Home Energy Upgrades
After struggling to pay a $700 electricity bill last October on East Chattanooga home, Hazel Benford was eager to find a way to cut her monthly utility bills.
The 71-year-old home was damaged in a tornado in 2011 and, even with its upstairs attic cut off, the monthly electric bill usually topped $200 a month to heat or cool the 1,144-square-structure.
When she heard about EPB's Home Energy Upgrade program from a friend at church, Benford said she jumped at the chance to sign up for the assistance even though she wasn't sure she would qualify to get any help. In March, work crews from EPB showed up to install new attic and window insulation, heating ducts and a new heating and air conditioning unit as part of a $9,400 improvement of the Fairleigh Street house.
Green Spaces will conduct a free workshop on ways to cut energy use and bills at 10 a.m. Friday at the The Bethlehem Center, 200 W. 38th Street.
"I can already see a big difference and I feel a lot healthier also," Benford said Wednesday. "Last month, my light bill was only $125."
When she got her last power bill following the upgrade of her home, Benford had a quick four-word response - "Hallelujah, Thank you Jesus."

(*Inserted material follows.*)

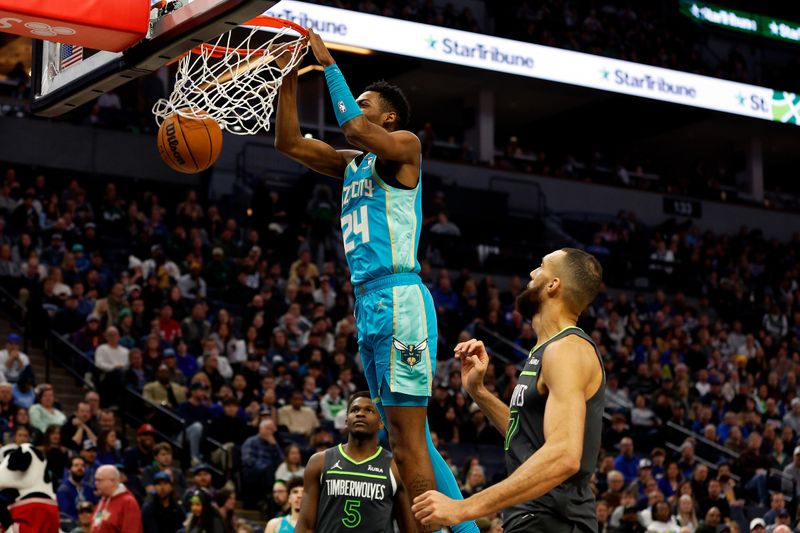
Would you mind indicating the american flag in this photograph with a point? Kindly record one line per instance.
(70, 54)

Benford's house was the 250th to participate in the Home Energy Upgrade in Chattanooga since EPB launched the program in 2015 with the assistance of the Tennessee Valley Authority, Green Spaces, United Way, the Salvation Army, Causeway, Habitat for Humanity and the Benwood, Footprint and Lyndhurst foundations. EPB's energy upgrades and Green Spaces' Empower programs have collectively invested $3 million in education and installation of energy efficiency measures to help cut electricity bills for thousands of local residents in low-income neighborhoods where homes are often poorly insulated and heating and cooling devices are inefficient.
"I would encourage anyone to look at these programs and apply for this assistance because it really makes a tremendous difference," Benford told those gathered at her home Wednesday.

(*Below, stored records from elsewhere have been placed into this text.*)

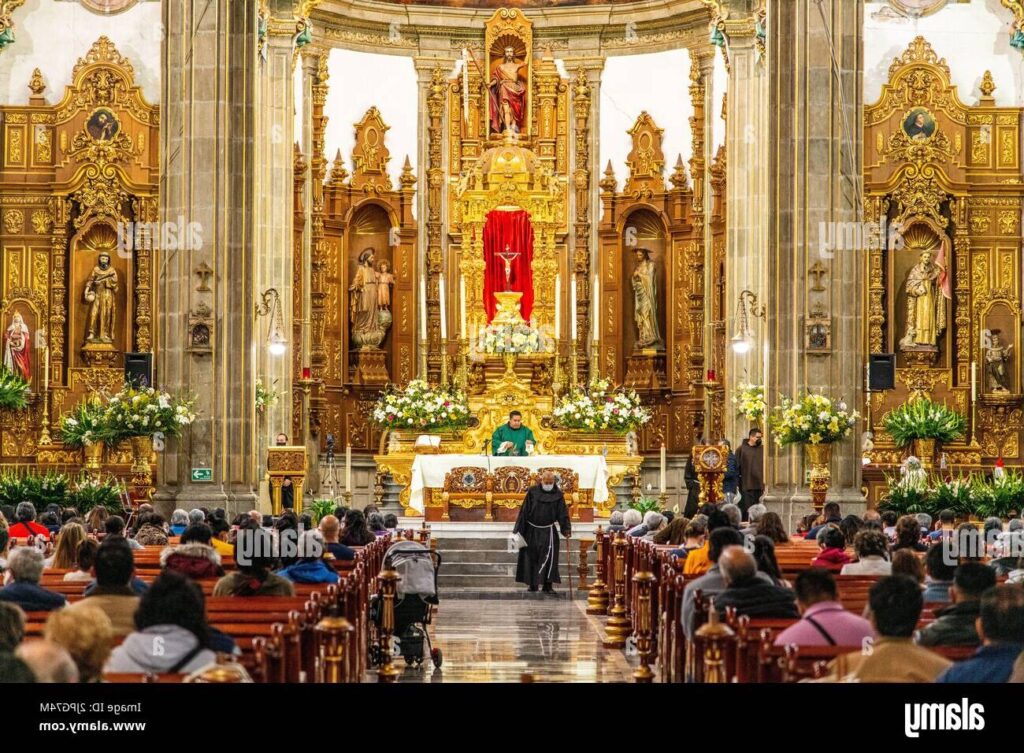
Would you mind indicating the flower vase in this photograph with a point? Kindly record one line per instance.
(141, 472)
(509, 359)
(924, 450)
(819, 456)
(93, 454)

Across the Tennessee Valley, TVA has spent about $9.7 million over the past four years to help upgrade about 3,900 households in Memphis, Nashville, Knoxville, Huntsville, Chattanooga and rural areas of Western Kentucky and around Columbus, Mississippi.

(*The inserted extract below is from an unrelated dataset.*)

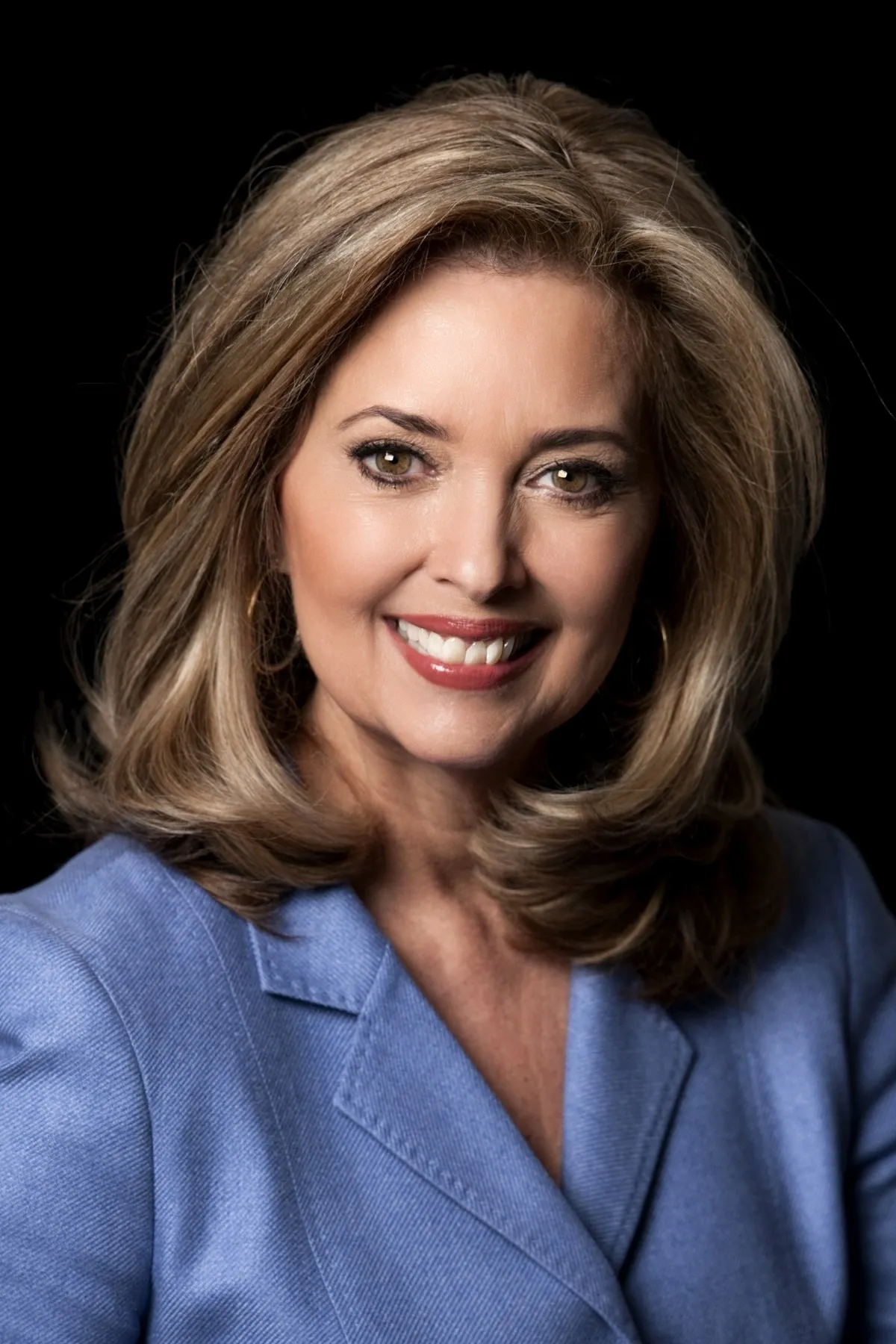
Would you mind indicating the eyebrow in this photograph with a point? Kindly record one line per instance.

"We try to leverage our money by having the community match TVA's investment," said Cindy Herron, vice president of Energy Right Solutions. "We are looking to grow this program to around $10 million (a year) and that money would be leveraged to do much more."
In Chattanooga, EPB is continuing its Home Energy Upgrade program for about 100 more houses in the next year with additional support from TVA, the Federal Home Loan Bank of Cincinnati and Pinnacle Bank.
"We are proud of the opportunities we have with our partners to help neighbors who would otherwise not be able to afford these renovations that make their homes more energy efficient and improve indoor health quality," EPB President David Wade said.
The program had an initial goal of cutting energy use by 20%, but so far the upgrades have cut power bills by an average of 26%.
Green Spaces, which helped do the initial 14 home energy upgrades in the first year of the program in 2015, quickly noticed that the home improvements not only cut utility bills but helped many homeowners struggling with asthma or other breathing problems by improving indoor air quality.
"We saw substantial health improvements in the houses we worked on and we saw a significant opportunity there to help pay for more of these projects from the health care side," said Michael Walton, executive director for Green Space. "If you look at how much we spend treating asthma or on emergency room visits where the root cause is the condition of these homes, wouldn't it make more sense to take some of that money and invest in improving these homes."
Empower, Building Green Healthy Homes, Home Energy Upgrade and other similar programs have collectively raised $3 million over the past five years to help find ways for Chattanooga homeowners to reduce their monthly energy bills. Although TVA power rates are below the national average, the climate of the Tennessee Valley and the lower household income for most residents mean that many homeowners pay a bigger share of their income for electricity than in much of the country.
TVA has reduced some of the universally available energy investment incentives it once provided for installing energy efficiency measures or putting up solar or wind generation at homes in the Tennessee Valley. But TVA officials said the agency is still looking for ways to expand its help for low-income homeowners faced with high utility bills.
Jeff Lyash, president and CEO of TVA, came to Benford's home Wednesday to promote the Home Energy Upgrade program and pledged that the federal utility will do more in the future to help with energy efficiency assistance for low-income families.
"We're not just in the business of selling power," Lyash said. "Our mission is energy, the environment and economic development so you have to think about how we are using electricity to improve people's lives. I can't think of an end user of our product who I would rather help than someone at the lower end of the income spectrum whose power bill is a significant part of their monthly household expenses."